5 – Une recomposition d’ensemble du rôle des acteurs
14Nous ne savons pas de quoi sera fait l’avenir, mais au cours des vingt dernières années, nous pouvons aussi constater une recomposition du rôle des acteurs. Nous pouvons dire que le paysage a changé à plusieurs niveaux.
- Les travailleurs sociaux sont investis dans d’autres sphères que le social, par exemple l’économique avec les entreprises d’insertion, l’accompagnement vers l’emploi au niveau du RMI et des missions locales pour les jeunes ; le développement social local et la gestion des espaces urbains… Une récente enquête de la MIRE (Mission inter-ministérielle de recherche) sur les métiers du social met en évidence que les métiers traditionnels (éducateurs, assistants sociaux, animateurs) n’ont pas été les derniers à investir le champ des nouvelles politiques sociales, même s’ils ont été rejoints par de nouveaux acteurs (chefs de projets, référents RMI…) qui ne sont pas tous issus du travail social. Par ailleurs, ils ont poursuivi leur action dans le champ de la culture avec la place des animateurs.
- Les métiers traditionnels (le noyau dur) ne sont plus seuls à exercer le travail social.

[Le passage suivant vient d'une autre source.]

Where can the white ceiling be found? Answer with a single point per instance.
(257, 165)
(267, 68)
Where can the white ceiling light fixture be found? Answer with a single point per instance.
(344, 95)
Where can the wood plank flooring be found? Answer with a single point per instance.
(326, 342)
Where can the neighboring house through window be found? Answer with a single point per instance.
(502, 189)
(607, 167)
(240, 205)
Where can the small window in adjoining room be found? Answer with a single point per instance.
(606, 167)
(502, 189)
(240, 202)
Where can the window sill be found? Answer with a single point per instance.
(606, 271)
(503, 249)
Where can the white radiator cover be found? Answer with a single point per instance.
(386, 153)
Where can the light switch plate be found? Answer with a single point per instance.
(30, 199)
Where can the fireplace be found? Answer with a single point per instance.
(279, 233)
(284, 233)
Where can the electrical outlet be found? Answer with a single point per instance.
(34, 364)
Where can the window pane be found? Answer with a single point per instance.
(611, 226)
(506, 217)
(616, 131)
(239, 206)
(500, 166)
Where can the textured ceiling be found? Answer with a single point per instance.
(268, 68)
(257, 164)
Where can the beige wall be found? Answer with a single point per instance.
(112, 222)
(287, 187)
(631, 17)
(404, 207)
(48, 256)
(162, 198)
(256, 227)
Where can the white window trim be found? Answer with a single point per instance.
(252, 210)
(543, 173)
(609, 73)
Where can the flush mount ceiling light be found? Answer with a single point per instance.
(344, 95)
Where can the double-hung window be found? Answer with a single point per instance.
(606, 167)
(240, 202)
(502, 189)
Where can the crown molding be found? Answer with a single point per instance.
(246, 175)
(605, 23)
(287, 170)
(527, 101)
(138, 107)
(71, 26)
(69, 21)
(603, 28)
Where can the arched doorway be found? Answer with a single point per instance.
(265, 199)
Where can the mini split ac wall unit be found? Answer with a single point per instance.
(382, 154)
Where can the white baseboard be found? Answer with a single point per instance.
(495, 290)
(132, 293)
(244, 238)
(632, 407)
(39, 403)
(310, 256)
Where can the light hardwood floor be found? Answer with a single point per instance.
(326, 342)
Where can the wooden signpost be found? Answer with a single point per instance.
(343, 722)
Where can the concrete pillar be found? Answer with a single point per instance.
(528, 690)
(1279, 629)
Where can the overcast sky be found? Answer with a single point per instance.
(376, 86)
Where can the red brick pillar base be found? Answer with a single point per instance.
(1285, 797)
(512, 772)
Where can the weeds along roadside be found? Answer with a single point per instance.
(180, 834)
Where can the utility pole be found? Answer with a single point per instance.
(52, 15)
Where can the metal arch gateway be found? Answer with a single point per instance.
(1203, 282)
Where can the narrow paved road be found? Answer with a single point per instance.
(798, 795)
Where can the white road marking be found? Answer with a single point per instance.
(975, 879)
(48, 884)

De nombreux acteurs nouveaux s’y sont ajoutés pour répondre aux besoins urgents des populations. Le travail social est source de nouveaux emplois depuis plus de 15 ans et l’accélération s’est faite depuis 1998 avec l’arrivée d’emplois jeunes dans des fonctions multiples : médiateurs santé, assistants de convivialité, accompagnateurs multi-services, aides éducateurs, etc.
6 – Le travail social face à la pauvreté
15Dans le contexte actuel, celui d’une société fragmentée où la grande détresse sociale côtoie la grande réussite économique, il nous semble que le social ne peut plus exister seul et doit trouver dans une énergie créatrice une double cohérence :
- se battre pour un développement humain durable, c’est sa raison d’être, dans le cadre d’une action sociale globale ;
- associer (au sens le plus fort du terme) les personnes concernées comme acteurs et partenaires.
- donner une place aux personnes concernées et à leurs aspirations ;
- dans le cadre de politiques sociales renouvelées, intensifier les relations partenariales et les actions sociales collectives.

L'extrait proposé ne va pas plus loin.